My rating: 3 of 5 stars
I have a love/hate relationship with literary prequels/sequels. I usually dislike them but I can’t seem to stay away. This one I didn’t hate. I didn’t love it either and honestly, this did not have to be about Victor Frankenstein to make it work and that, to me, is a weakness. Oppell very obviously did study the source material (though there is one detail I wonder if it was there but it’s been forever since I’ve read the book). The family is right for the character with the exception of the addition of Victor’s twin brother, Konrad.

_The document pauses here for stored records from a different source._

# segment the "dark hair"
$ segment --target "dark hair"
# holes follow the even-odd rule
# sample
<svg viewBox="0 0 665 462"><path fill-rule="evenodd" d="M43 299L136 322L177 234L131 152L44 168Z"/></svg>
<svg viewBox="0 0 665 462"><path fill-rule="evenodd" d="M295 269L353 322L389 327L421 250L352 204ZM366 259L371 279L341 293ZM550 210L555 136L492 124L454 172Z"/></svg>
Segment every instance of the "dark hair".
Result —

They are identical in all ways. Together they find a hidden ‘Dark Library’ in a hidden vault within the honeycomb of secret passages in Castle Frankenstein. Alphonse Frankenstein, their father, warns them and their cousin and constant companion, Elizabeth from ever going there again. It’s too tempting for Victor how has a fascination with the alchemy and sorcery he finds there.

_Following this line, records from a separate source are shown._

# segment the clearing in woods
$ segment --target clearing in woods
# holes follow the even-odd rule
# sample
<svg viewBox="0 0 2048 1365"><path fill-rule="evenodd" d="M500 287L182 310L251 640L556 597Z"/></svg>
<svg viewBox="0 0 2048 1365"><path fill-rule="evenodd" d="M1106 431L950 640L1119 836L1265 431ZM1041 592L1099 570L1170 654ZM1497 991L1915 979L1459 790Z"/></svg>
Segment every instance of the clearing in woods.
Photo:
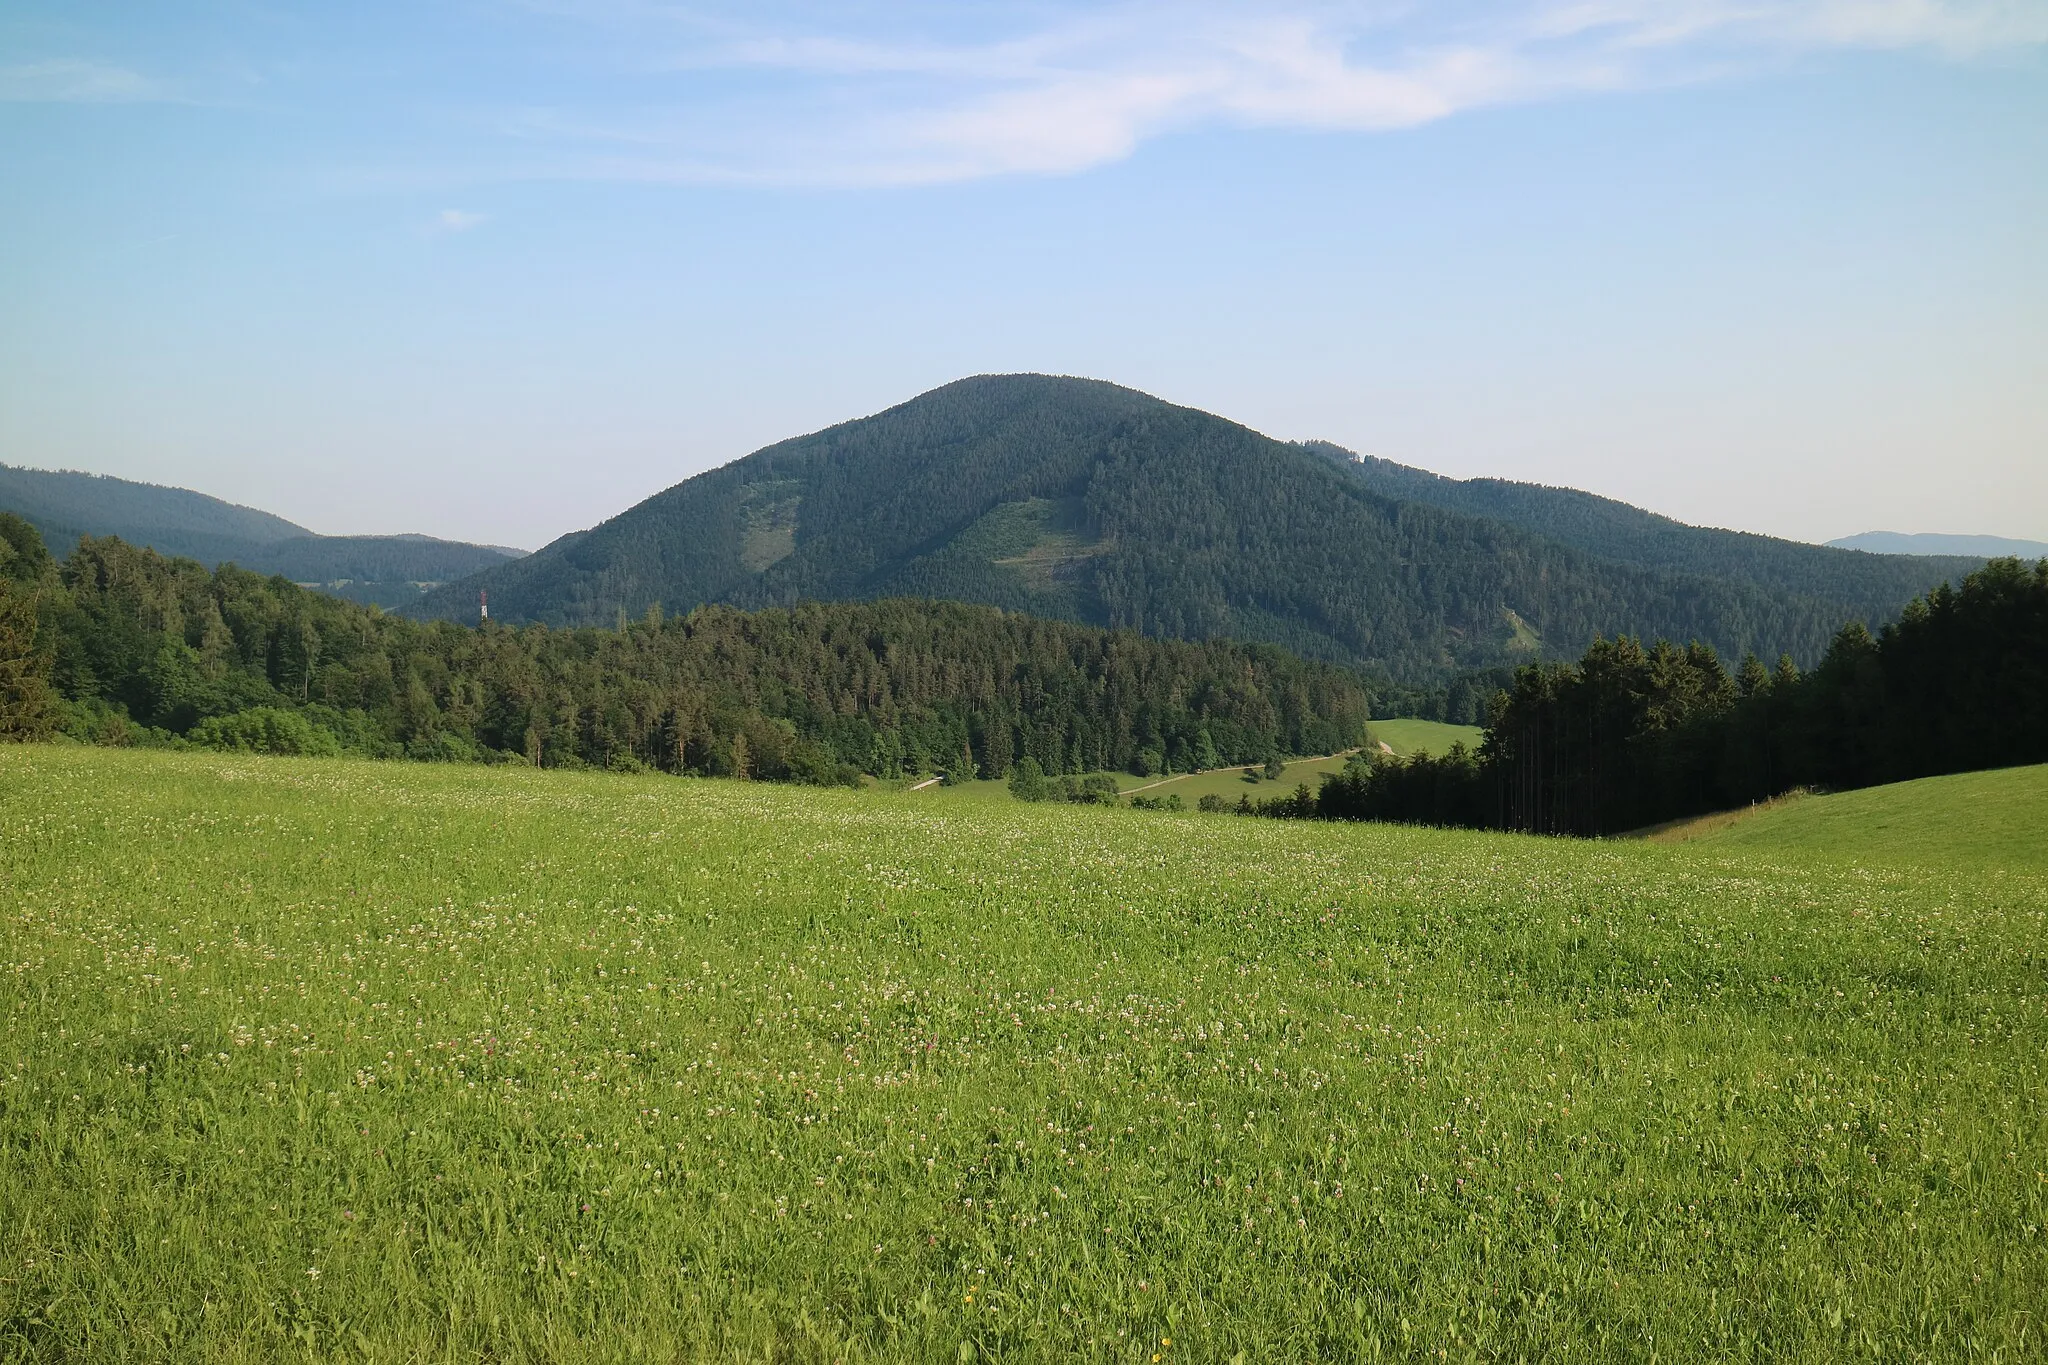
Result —
<svg viewBox="0 0 2048 1365"><path fill-rule="evenodd" d="M1366 727L1366 743L1377 748L1381 744L1402 757L1413 753L1441 754L1448 752L1453 744L1463 744L1468 749L1479 747L1479 741L1486 732L1472 725L1445 725L1434 720L1376 720ZM1117 781L1127 792L1142 791L1147 796L1177 795L1189 806L1205 796L1220 796L1231 805L1237 804L1240 796L1249 796L1254 801L1266 801L1276 796L1285 796L1297 786L1306 784L1314 791L1325 773L1344 771L1348 755L1332 754L1325 758L1297 758L1288 761L1286 770L1278 778L1268 779L1254 767L1247 772L1244 768L1218 768L1204 773L1187 773L1161 780L1156 777L1131 778L1119 774Z"/></svg>
<svg viewBox="0 0 2048 1365"><path fill-rule="evenodd" d="M1366 726L1366 739L1384 744L1402 757L1449 753L1453 744L1477 750L1486 731L1476 725L1447 725L1440 720L1376 720Z"/></svg>
<svg viewBox="0 0 2048 1365"><path fill-rule="evenodd" d="M12 1358L2041 1348L2017 855L21 746L0 829Z"/></svg>
<svg viewBox="0 0 2048 1365"><path fill-rule="evenodd" d="M1221 796L1231 805L1237 804L1239 796L1249 796L1254 801L1270 797L1285 796L1303 782L1311 789L1324 773L1344 770L1344 754L1332 754L1321 758L1294 758L1287 761L1286 771L1277 780L1263 775L1247 777L1243 768L1212 768L1207 772L1174 773L1168 777L1136 777L1130 773L1110 773L1117 789L1125 796L1178 796L1182 804L1192 809L1205 796ZM1253 772L1261 770L1254 765ZM947 801L1014 801L1007 782L974 781L956 782L942 786L934 778L916 778L900 786L904 791L920 792L928 797L943 798ZM886 788L884 789L886 790Z"/></svg>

However, when his twin falls gravely ill from something that looks suspiciously like an autoimmune disease or leukemia (though the symptoms don’t quite fit), Victor turns to the Dark Library once more. In the actual Frankenstein book, Victor did have a deep interest in alchemists such as Cornelius Agrippa, Von Honheim (Paracelsus), and Albertus Magnus and this book gives him reason to. Victor finds the hidden, half burned tome that will decode the Gibberish alchemy texts were coded in.
His mother’s head maid turns him onto Dr. Polidori, someone who had been a successful alchemist until someone died and Victor’s own father barely saved the man from hanging. Polidori is now crippled and wheelchair bound with Krake, a lynx, as his companion. Polidori promises to help decode the text and make the Elixir of Life for Victor.
In his quest to make the Philosopher’s Stone, Victor, accompanied by the fiery Elizabeth and his poet friend, Henry, have to track down three nearly impossible ingredients and they have to do it before Konrad dies.
In the middle of this, it takes a dark bounce when Victor realizes he and his twin are in love with Elizabeth (and if you’ve read the source material you know how this turns out). However his is a devious and jealous manipulative love which frankly takes him down several pegs in my eyes. This, along with the very dark and over the top ending took it from four stars down to three. That said, it ends right where I figured it would. Warning both man and beast suffer greatly at various points so it’s not for the sensitive. It’s going to be a movie (well kudos for not being yet another 70’s TV show option) and there is another book to come. Also kudos to the author for the in-joke with the alchemist being named Polidori. If you don’t know who John Polidori really was, I’ll let you explore the joke on your own.